Elsewhere in Hampton Roads, earlier in the month, a man who arrived at a Newport News medical center with Ebola-like symptoms was tested. The test returned a negative result.

People are worried about Ebola, Zultanky said.

“There’s no other way to describe it,” she said.  “There has been a lot of publicity about this, and there are a lot of concerns.”

Sentara spokesman Dale Gauding confirmed questions about travel are also being asked at Suffolk’s Obici Hospital.

“There is signage going up, if not already, asking patients to inform registration staff if they fit any criteria around African travel or exposure to someone who might have been exposed to Ebola, etc.,” Gauding wrote in an email.

The question is “hardwired” into the Bon Secours computer system, Zultanky said.

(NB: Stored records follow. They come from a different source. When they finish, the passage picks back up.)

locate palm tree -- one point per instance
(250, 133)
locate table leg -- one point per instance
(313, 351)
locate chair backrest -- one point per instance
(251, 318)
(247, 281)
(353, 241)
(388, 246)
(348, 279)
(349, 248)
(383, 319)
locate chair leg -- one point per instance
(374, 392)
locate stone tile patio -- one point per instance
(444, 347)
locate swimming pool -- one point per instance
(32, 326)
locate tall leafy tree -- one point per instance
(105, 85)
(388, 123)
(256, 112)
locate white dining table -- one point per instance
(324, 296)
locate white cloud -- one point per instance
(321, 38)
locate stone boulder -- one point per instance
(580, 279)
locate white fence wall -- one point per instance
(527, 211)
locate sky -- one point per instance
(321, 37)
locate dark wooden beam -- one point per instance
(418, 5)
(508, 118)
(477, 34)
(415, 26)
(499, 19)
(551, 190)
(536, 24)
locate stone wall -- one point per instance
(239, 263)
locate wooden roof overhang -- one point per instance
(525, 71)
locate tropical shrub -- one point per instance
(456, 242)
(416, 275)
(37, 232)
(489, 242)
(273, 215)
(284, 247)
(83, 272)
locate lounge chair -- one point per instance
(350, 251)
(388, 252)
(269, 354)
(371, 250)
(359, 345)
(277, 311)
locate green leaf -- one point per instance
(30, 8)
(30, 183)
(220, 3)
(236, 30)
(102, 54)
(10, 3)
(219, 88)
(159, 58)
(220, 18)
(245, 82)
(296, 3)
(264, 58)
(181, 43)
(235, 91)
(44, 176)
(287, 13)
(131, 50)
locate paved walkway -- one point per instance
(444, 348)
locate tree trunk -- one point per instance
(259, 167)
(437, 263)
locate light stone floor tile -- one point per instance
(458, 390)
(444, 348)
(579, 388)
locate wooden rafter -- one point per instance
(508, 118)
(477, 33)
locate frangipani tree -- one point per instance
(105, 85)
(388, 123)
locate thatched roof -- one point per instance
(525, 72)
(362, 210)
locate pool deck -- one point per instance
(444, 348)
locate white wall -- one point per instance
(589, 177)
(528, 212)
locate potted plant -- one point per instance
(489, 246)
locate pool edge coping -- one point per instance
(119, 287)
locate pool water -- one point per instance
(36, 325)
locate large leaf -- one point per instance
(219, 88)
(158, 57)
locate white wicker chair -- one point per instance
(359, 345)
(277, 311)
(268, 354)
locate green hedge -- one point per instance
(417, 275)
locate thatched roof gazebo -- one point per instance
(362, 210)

“Naturally, we are doing more and more education with our staff and making sure the question gets answered, and making sure they know where protective equipment is and how to use it.”

Systems are also in place to ensure the travel question gets asked if the computer system isn’t functioning, Zultanky said.

“Sometimes we take it down, for maintenance and upgrades,” she said. “Those questions still get answered, regardless of whether the computer system is up or not.”

Health systems share information and collaborate regarding infectious diseases such as Ebola, according to Zultanky.

“We collaborate on any efforts that we consider to be community emergency management and make sure (we share) any lessons to be learned on best practices,” she said.